While I was stationed with the 11th Airborne I received a call from her husband. He was a warrant officer flying helicopters for the division and was stationed in Munich. They had another baby and would I be its Godfather. I said I would and did so. His tour was up and they moved on. A long time later, perhaps a year I received a call from an MP sergeant in Frankfurt. Someone wanted to talk to me. It was Al's wife. She told me her husband had been killed in a helicopter crash and she would be coming through Augsburg and would like to stop by to see me. I said OK and when she arrived I took her for a sandwich and I realized that was not her intentions, so I took her back to her hotel and drove off. Now, I wasn't one to pass up a good opportunity but I knew there was something wrong with this gal. I found out later that her husband was very much alive.
This time around at the Hill I started to get long phone calls from her. She was in Ohio and I tried to cut the calls short, in a polite manner, but when that didn't work, I simply hung up. I later learned that these calls were made when she babysat for someone. The long distance operator called me to find out about the calls because the phone customer complained.
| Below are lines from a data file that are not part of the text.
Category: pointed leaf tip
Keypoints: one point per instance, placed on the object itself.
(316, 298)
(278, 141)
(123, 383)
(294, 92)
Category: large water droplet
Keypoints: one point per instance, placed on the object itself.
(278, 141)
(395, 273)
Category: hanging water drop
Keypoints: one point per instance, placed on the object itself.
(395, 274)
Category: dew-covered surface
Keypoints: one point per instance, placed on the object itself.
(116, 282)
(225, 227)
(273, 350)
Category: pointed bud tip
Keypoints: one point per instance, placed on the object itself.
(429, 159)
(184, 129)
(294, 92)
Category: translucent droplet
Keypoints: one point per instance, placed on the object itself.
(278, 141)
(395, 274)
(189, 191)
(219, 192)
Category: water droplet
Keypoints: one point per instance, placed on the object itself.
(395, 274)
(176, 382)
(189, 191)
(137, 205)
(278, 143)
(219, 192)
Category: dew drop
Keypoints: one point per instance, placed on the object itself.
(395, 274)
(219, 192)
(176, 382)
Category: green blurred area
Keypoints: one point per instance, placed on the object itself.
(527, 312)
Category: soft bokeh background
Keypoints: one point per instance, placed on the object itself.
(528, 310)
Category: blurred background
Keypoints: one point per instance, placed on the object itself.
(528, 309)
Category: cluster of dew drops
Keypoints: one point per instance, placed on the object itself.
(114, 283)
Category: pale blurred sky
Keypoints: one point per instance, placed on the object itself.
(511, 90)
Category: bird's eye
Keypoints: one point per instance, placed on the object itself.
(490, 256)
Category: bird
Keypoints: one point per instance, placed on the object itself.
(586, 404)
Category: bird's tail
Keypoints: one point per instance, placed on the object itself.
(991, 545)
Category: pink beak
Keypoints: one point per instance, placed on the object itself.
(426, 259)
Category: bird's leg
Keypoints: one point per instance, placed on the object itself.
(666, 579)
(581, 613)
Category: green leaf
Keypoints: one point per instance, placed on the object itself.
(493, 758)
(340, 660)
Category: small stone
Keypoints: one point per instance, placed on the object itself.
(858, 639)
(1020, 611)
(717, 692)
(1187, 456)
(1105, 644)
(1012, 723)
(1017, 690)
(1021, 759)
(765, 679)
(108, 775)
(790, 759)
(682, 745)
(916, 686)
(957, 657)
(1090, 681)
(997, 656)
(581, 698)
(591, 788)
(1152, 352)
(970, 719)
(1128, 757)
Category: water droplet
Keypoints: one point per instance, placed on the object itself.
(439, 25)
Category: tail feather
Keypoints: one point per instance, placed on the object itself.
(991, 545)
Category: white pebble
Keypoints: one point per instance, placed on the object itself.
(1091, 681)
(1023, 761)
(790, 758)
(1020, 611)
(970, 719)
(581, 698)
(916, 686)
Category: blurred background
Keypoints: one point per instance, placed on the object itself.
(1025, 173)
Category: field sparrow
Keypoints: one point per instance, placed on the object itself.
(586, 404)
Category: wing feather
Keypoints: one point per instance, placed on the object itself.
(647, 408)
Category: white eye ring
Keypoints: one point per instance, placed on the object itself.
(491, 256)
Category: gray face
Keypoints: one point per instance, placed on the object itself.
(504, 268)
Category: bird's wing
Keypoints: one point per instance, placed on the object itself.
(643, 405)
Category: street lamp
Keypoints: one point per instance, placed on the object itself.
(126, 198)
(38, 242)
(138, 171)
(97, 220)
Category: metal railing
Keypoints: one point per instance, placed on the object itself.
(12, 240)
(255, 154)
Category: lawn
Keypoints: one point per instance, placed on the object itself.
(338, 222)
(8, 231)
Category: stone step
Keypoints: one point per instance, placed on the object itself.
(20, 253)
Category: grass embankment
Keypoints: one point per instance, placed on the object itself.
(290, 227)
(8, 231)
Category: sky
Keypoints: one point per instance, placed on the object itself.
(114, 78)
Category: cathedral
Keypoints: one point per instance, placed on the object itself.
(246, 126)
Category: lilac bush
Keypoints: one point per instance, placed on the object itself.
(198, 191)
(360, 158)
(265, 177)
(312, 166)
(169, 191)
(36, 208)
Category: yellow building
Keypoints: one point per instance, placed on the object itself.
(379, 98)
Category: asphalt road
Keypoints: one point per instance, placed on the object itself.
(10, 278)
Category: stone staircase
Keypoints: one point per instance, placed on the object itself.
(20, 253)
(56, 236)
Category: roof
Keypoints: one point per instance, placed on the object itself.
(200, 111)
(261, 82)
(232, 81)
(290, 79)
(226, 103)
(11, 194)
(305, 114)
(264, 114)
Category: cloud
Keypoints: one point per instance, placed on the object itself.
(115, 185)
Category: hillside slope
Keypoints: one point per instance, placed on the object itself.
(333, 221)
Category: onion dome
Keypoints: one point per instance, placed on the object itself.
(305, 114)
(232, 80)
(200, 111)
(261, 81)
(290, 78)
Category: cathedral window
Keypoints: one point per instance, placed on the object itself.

There was a sergeant living in Bowling Green (a RIFed captain) he had been my assistant boss at the Hill during my past assignment there and he and his wife were past friends of Al. He called me one evening and said that Al's wife was in the area and wanted to see me. I said I was going out and wouldn't be able to see her. Shortly after that a car pulled up in front of my cottage. In the car was the company supply sergeant (colored) and out stepped Al's wife. The car drove off and she knocked on the door. My car was parked outside, but I kept quiet thinking she might go away. She came on the side porch and said that if I didn't let her in she would break a window and come in. That she did. She picked up a deer antler, smashed the window and slid in. I went to the phone and told the desk sergeant to send the sheriff. She rambled on and I stayed clear of her. I was afraid that she would start taking clothes off any minute and how would I explain that. The sergeant who had dropped her off and I were not friends, and I thought this might be a scheme on his part to get my ration allowance withdrawn and then I'd have to give up the cottage. I waited for the sheriff, but no one came. I called the desk again and they said they thought I had been kidding. This time the sheriff came and she had her day in court.
She didn't lie, which I thought she might by saying we were lovers or had been intimate. She readily admitted her actions and was fined. She left the area and I knew she wouldn't be back as she left owing the sheriff's brother money she had borrowed from him. My military friends looked down on me for a while and kidded me. They thought I should have given her what she wanted and sent her on her way.
There was no chance for promotion and the President of the United States had said that they weren't going to send dependents overseas in order to save money. I had recently re-enlisted and was surplus, so I wrote to General Harris who was the I Corps commander, in Korea, to see if he had a slot for me. He said he did and I went. You read about that in an earlier story. I was never stationed at the Hill again. My assignment lasted from November 1958 to December 1961. The camp did get up graded and is now Fort A.P Hill.